ROME — Pope Francis urged couples again on Saturday to consider adopting children, insisting that today’s world needs “fatherhood and tenderness” more than ever.
In a meeting in the Vatican with members of the Florence-based Agata Smeralda Project, which coordinates long-distance “adoption” to provide sustenance for children in need, the pontiff noted that he has “commended and encouraged spouses who open their hearts and homes to welcome a child who has no family.”
“Similarly, this sensitivity, this openness, this fatherhood and motherhood are also the basis of your commitment,” he continued. “In fact, those who choose to carry out a long-distance adoption are motivated by the desire to lend a hand to a boy or girl so that he or she feels loved and does not lack what is necessary.”
“Thank you so much, because you cooperate in spreading God’s tenderness, his fatherhood, which is the great gift that Jesus has given us, throughout the world,” he declared.
“There is so much need for fatherhood and tenderness! ‘Tenderness’ is a word thrown out, many times, from the dictionaries of everyday life,” he said, but the “real revolution in the world is made by those who work day by day, without making any noise, so that the little ones and the poor are no longer despised, discarded, and abandoned.”
“I have read that to date you have some 7,000 active long-distance adoptions, involving many supporters and many lay people, nuns and priests who work in the peripheries of the world,” Francis said. “I thank the Lord with you! And I appreciate the fact that you attribute all of this to his Providence.”

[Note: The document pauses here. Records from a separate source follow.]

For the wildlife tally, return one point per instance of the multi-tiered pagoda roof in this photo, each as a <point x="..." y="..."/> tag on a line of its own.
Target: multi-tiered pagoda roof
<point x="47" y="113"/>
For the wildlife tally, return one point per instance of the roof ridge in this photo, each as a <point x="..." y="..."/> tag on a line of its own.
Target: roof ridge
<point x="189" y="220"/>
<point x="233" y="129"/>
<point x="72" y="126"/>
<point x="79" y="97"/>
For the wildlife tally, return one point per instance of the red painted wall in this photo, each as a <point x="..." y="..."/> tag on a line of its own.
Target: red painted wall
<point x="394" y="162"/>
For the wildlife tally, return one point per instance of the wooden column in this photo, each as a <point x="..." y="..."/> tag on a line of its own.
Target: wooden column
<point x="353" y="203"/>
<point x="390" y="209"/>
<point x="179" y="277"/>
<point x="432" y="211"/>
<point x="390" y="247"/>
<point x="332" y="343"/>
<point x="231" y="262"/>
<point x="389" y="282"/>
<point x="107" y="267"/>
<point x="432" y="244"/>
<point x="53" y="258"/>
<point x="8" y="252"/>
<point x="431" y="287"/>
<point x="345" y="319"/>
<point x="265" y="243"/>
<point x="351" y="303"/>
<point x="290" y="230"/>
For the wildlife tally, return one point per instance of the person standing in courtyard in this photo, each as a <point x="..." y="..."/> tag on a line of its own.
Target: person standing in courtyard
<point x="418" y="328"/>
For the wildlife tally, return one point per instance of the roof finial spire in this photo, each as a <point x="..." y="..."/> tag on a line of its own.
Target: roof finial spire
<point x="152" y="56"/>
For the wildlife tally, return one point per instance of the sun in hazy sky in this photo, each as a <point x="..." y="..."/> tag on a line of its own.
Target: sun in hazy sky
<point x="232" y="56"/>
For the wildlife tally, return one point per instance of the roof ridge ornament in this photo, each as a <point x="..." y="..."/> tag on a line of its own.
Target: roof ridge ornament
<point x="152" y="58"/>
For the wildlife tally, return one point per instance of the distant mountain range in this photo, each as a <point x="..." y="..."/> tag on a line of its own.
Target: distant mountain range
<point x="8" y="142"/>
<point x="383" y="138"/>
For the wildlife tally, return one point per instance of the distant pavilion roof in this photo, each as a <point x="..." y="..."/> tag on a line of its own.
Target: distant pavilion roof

In early January, the pope lamented how many couples adopt pet animals instead of children and urged them to consider giving a home to the boys and girls who need one.
If you cannot have children, “think about adoption,” Francis said. “It is a risk, yes: having a child is always a risk, either naturally or by adoption. But it is riskier not to have them. It is riskier to deny fatherhood, or to deny motherhood, be it real or spiritual.”
Adoption “is such a generous and beautiful, good attitude,” he said. “This kind of choice is among the highest forms of love, and of fatherhood and motherhood.”
“How many children in the world are waiting for someone to take care of them!” he continued. “And how many married couples want to be fathers and mothers but are unable to do so for biological reasons.”
“We should not be afraid to choose the path of adoption, to take the ‘risk’ of welcoming children,” he urged.